However, the app appears to be in extremely rough shape, not even deserving the "beta" tag that the developers use in their description.

Theoretically, you should be able to look up the intended message recipient by name, phone or e-mail, and then exchange a four-digit code that acts as the encryption key. The key remains invisible to Chadder, ensuring that only the recipient can see the messages.

In our testing, I wasn't able to find my fellow app tester by name, even when he had set his profile information to "public." Entering a code in the "claim code" field simply caused that code to disappear. Even if there's some crucial step we've missed, the app is far from being user-friendly. And once you've created an account, the app doesn't give you any way to delete it.

Aside from lending some notoriety, the extent of McAfee's involvement with Chadder isn't clear. A press release says that McAfee's company, Future Tense Secure Systems, released the app "in partnership with" Etransfr, and also says that a team of developers at Rochester Institute of Technology helped build the app. In the Google Play Store, Etransfr is listed as the sole developer and appears to be responsible for gathering feedback and answering user reviews. In response to one review, Etransfer said that it has been developing Chadder for only one month.

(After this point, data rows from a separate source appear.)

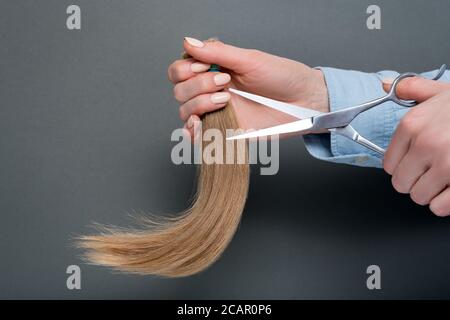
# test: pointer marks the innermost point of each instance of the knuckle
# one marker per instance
(398, 185)
(204, 83)
(174, 71)
(412, 84)
(409, 124)
(182, 113)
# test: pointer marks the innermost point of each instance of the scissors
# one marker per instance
(337, 121)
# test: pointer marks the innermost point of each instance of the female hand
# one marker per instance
(261, 73)
(418, 157)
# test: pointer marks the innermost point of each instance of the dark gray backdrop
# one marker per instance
(85, 121)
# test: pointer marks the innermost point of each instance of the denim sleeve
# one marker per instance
(347, 88)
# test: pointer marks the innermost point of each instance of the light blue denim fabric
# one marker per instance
(347, 88)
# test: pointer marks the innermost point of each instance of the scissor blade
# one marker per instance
(296, 126)
(293, 110)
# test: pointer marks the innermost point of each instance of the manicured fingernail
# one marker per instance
(199, 67)
(221, 79)
(197, 130)
(194, 42)
(190, 122)
(220, 97)
(186, 133)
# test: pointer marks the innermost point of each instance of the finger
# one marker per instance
(408, 171)
(203, 103)
(440, 205)
(191, 125)
(398, 147)
(429, 185)
(416, 88)
(181, 70)
(225, 55)
(203, 83)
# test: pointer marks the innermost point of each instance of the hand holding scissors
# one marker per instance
(338, 121)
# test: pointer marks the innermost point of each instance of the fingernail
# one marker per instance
(194, 42)
(199, 67)
(197, 130)
(190, 122)
(186, 133)
(220, 97)
(221, 79)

The only other available product from Future Tense Secure Systems (which also goes by the name Future Tense Central) is a privacy control app called DCentral1. McAfee had previously announced a hardware product with a similar name, which supposedly would have allowed for local, secure communications, but this product has not materialized.

Clearly, McAfee enjoys bashing the company that still bears his name. But without a little quality control, his new venture isn't going to fare any better.